CHIETI. La Soprintendenza ai Beni architettonici e paesaggistici esprime parere negativo alla realizzazione di una piazza di fronte alla chiesa di Santa Filomena.
L’area, infatti, è soggetta a diversi vincoli edificatori, non solo perché sorge a ridosso di un antico tratturo, ma anche perché vicina a Villa Mezzanotte, edificio realizzato nella seconda metà dell’Ottocento, su fondamenta del Settecento.
Il capogruppo del Gruppo Misto Enrico Bucci se la prende oggi con quelli che avevano pensato, nel 2012, di cementificare una zona tanto prestigiosa: «in quella occasione», ricorda Bucci, «rilevai l’ambiguità della richiesta per il fatto che si usasse nell’ordine del giorno il termine questa importante opera pubblica, come fosse già qualcosa di ideato e progettualmente da definire e non invece una idea generale da verificare. Altrettanta ambiguità rilevai nelle parole contesto urbano prospiciente la Chiesa stessa di Santa Filomena ignorando il Consiglio Comunale il fatto che la Chiesa si trovasse a ridosso della strada statale Tiburtina e fronteggiasse un’area già soggetta a diversi vincoli edificatori per la presenza del Tratturo e della Villa Mezzanotte, ahimè, già offesa dal vincolo autostradale».

Bucci chiese di chiarire le intenzioni reali che si celavano dietro l’ordine del giorno, offrendo naturalmente la mia disponibilità. Chiarimenti che non mi sono stati mai forniti».
Oggi, nel 2015, in un’altra seduta di Consiglio Comunale, spulciando tra le carte, il consigliere comunale si è accorto del parere contrario espresso dalla Soprintendenza sul progetto di quell’ordine del giorno, «parere che coincide con le considerazioni allora da me svolte in Consiglio Comunale e che ho nuovamente riconfermate nella più totale indifferenza del Consiglio Comunale, cioè come se l’odg non ci fosse mai stato».

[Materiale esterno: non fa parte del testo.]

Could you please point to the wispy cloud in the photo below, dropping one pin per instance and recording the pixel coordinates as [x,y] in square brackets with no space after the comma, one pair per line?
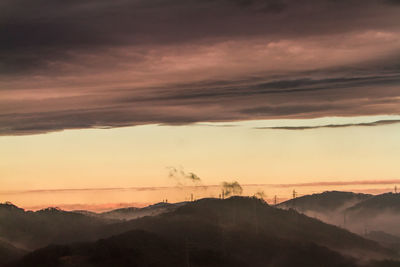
[374,123]
[104,64]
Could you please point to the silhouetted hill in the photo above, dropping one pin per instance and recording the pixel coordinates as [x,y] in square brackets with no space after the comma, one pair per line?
[133,213]
[386,239]
[214,232]
[32,230]
[326,202]
[377,204]
[248,215]
[9,253]
[140,248]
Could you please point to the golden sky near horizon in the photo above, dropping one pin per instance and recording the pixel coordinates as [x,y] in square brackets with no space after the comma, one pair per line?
[139,156]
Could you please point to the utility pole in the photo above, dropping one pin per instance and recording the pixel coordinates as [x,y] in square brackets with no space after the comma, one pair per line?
[294,193]
[344,220]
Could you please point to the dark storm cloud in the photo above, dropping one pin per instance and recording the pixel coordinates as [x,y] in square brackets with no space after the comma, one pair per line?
[102,64]
[35,34]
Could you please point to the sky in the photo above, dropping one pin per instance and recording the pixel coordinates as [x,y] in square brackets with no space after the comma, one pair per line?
[110,94]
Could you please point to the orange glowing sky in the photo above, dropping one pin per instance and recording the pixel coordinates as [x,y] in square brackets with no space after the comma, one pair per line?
[108,94]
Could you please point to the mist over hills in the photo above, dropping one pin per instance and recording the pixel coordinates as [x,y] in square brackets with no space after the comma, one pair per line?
[330,201]
[238,231]
[359,213]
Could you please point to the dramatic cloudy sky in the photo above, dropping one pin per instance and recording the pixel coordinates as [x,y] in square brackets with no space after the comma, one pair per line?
[81,64]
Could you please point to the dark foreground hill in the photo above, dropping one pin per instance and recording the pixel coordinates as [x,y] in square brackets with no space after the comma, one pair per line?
[378,213]
[32,230]
[213,232]
[9,253]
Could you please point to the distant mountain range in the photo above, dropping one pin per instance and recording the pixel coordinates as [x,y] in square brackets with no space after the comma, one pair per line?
[238,231]
[330,201]
[360,213]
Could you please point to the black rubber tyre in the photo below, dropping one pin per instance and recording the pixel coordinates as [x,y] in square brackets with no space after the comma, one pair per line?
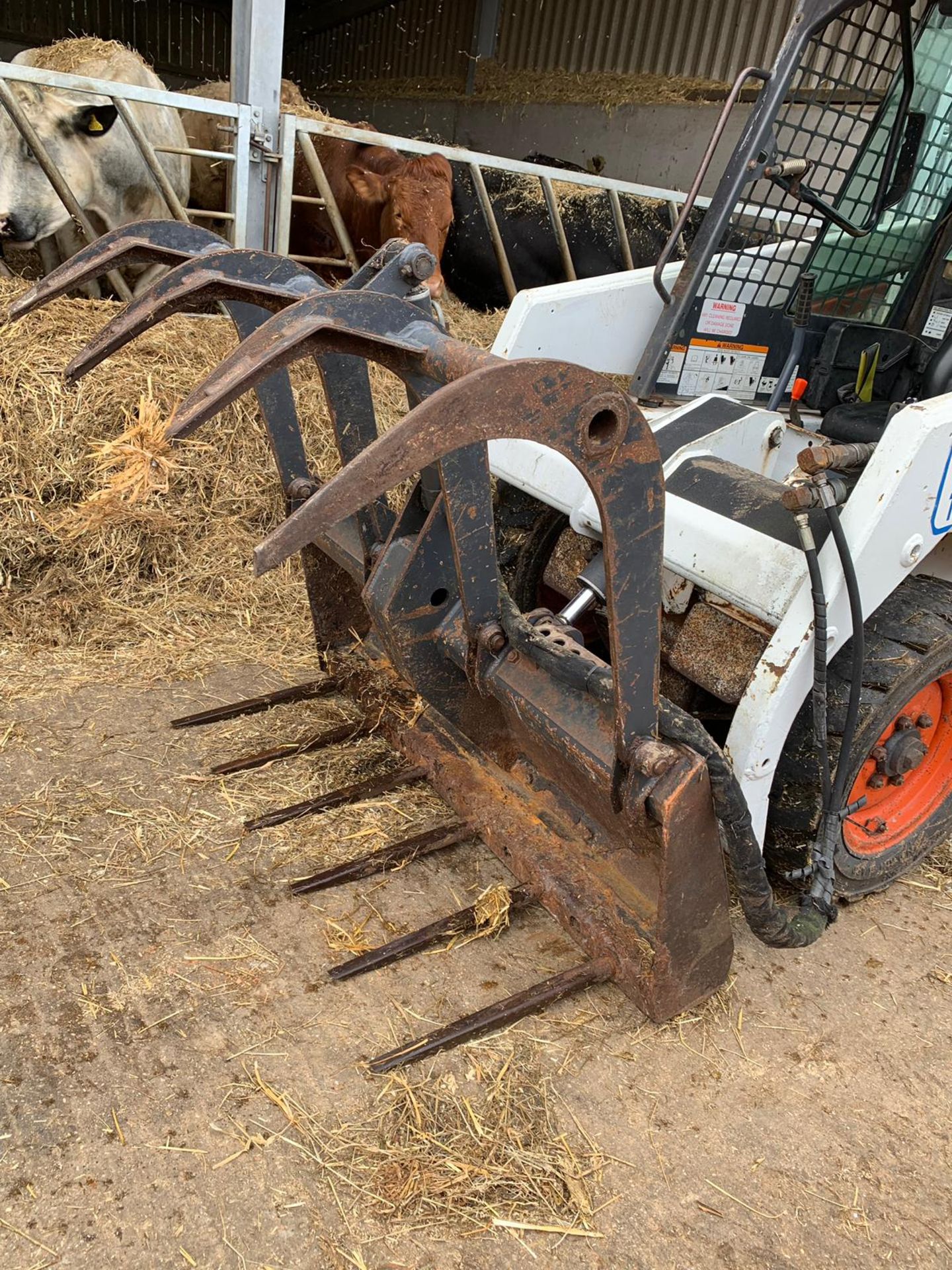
[908,648]
[534,556]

«Un tutt’uno storico, sociale e culturale di primordine, quale quello della Villa Mezzanotte, della Chiesa Santa Filomena e del Tratturo», insiste il consigliere comunale, «ha rischiato di scomparire attraverso una volgare operazione di cementificazione. E’ davvero stucchevole come in un’Assise comunale si possano affrontare tematiche che riguardano la identità della Città con cotanta superficialità e senza alcuna conoscenza dei brani della sua storia, nel mentre taluni campioni politici senza valore si riempiono la bocca di inutili, sterili rivendicazioni sul ruolo della città e sulla necessità che non si abbia Chieti divisa in due parti».